Question

Question is: are adapters thread-safe?

We know that adapters can have session variables, so that state created by one call from a client is accessible on a subsequent call (assuming session affinity if we are using a cluster). An example question/answer here confirming that.

Given that client code is making asynchronous calls to adapters it's clearly possible for a client to issue multiple simultaneous requests to an adapter and hence there is a potential for a race condition between two such requests hitting the same session variables.

I see two possibilities (ignoring for the moment the issue of consistency between cluster members):

The Worklight Server might permit parallel requests to run in separate threads in which case if the session state variables have the potential for material inconsistency synchronisation will be required and we need to use Java constructs or a database to achieve whatever thread-safe logic we must implement.

The Worklight Server might queue requests for a session hence Adapters are thread safe (within a single process) and hence our code is somewhat simpler.

What does Worklight promise?

Was it helpful?

Solution

Here's what one of the Worklight architects says:

Worklight runs the requests in separate threads, where the global variables are accessible to all those threads as a shared Scriptable object. So technically, two concurrent requests from the same session updating multiple fields of the shared object may leave that object in inconsistent state.

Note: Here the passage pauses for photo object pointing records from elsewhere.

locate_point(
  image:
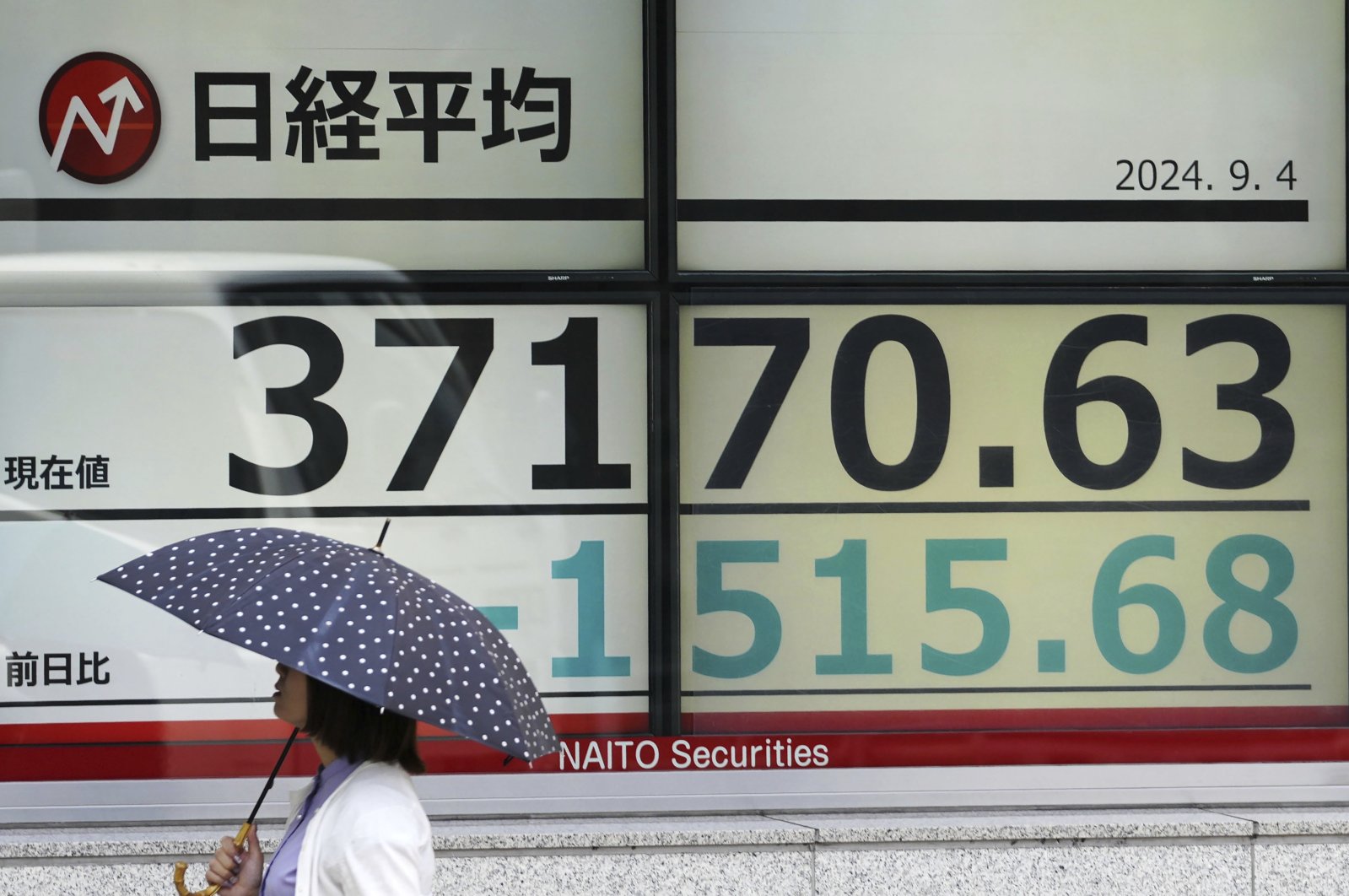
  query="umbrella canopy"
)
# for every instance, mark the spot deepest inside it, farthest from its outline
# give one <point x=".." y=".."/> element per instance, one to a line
<point x="355" y="619"/>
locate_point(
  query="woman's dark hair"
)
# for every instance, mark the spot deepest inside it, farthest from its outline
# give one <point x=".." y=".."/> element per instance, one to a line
<point x="359" y="731"/>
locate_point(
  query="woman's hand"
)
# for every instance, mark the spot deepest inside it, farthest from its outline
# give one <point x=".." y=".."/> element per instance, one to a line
<point x="238" y="871"/>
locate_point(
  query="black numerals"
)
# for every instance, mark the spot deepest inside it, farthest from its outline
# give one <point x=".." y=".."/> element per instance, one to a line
<point x="474" y="337"/>
<point x="932" y="402"/>
<point x="1276" y="432"/>
<point x="328" y="451"/>
<point x="791" y="339"/>
<point x="1063" y="396"/>
<point x="576" y="351"/>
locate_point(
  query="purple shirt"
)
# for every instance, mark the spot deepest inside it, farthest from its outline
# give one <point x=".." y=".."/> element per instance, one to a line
<point x="279" y="879"/>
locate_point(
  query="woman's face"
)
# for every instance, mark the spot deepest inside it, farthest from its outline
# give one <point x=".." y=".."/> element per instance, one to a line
<point x="290" y="702"/>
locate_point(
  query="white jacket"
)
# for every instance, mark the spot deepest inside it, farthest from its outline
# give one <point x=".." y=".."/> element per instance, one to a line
<point x="369" y="839"/>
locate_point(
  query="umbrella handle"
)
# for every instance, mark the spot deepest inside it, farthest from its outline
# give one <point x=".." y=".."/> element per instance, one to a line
<point x="180" y="869"/>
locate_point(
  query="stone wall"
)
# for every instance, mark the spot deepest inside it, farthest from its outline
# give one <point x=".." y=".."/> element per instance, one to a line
<point x="1197" y="852"/>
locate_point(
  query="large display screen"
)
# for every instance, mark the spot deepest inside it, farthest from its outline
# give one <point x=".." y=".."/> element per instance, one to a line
<point x="1011" y="135"/>
<point x="948" y="517"/>
<point x="420" y="135"/>
<point x="508" y="445"/>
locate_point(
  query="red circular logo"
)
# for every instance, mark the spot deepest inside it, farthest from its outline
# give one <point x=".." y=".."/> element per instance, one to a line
<point x="99" y="117"/>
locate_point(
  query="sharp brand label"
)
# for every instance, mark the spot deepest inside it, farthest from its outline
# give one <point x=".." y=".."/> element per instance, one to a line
<point x="99" y="117"/>
<point x="699" y="754"/>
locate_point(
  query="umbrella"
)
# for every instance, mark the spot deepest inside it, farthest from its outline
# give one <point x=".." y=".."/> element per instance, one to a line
<point x="355" y="619"/>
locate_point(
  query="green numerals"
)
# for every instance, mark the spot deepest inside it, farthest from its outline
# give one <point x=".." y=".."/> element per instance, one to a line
<point x="1261" y="603"/>
<point x="1108" y="599"/>
<point x="849" y="567"/>
<point x="587" y="567"/>
<point x="1234" y="596"/>
<point x="1139" y="628"/>
<point x="756" y="607"/>
<point x="941" y="596"/>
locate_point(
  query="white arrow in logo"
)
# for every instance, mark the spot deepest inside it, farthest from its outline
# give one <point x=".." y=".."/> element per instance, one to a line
<point x="121" y="94"/>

However from the application logic point of view, it's a rare situation where an application sends concurrent requests updating the same data with different values. Usually it is an undesired flow and is prevented by the application on the client side (by using a busy indicator, etc...). If necessary, the developer can use simple sync constructs in the adapter code, like maintaining an "inProgress" boolean global variable, and reject an update request if inProgress == true.

If there is a real use case requiring synchronization, it would be interesting to learn it and maybe propose a different solution.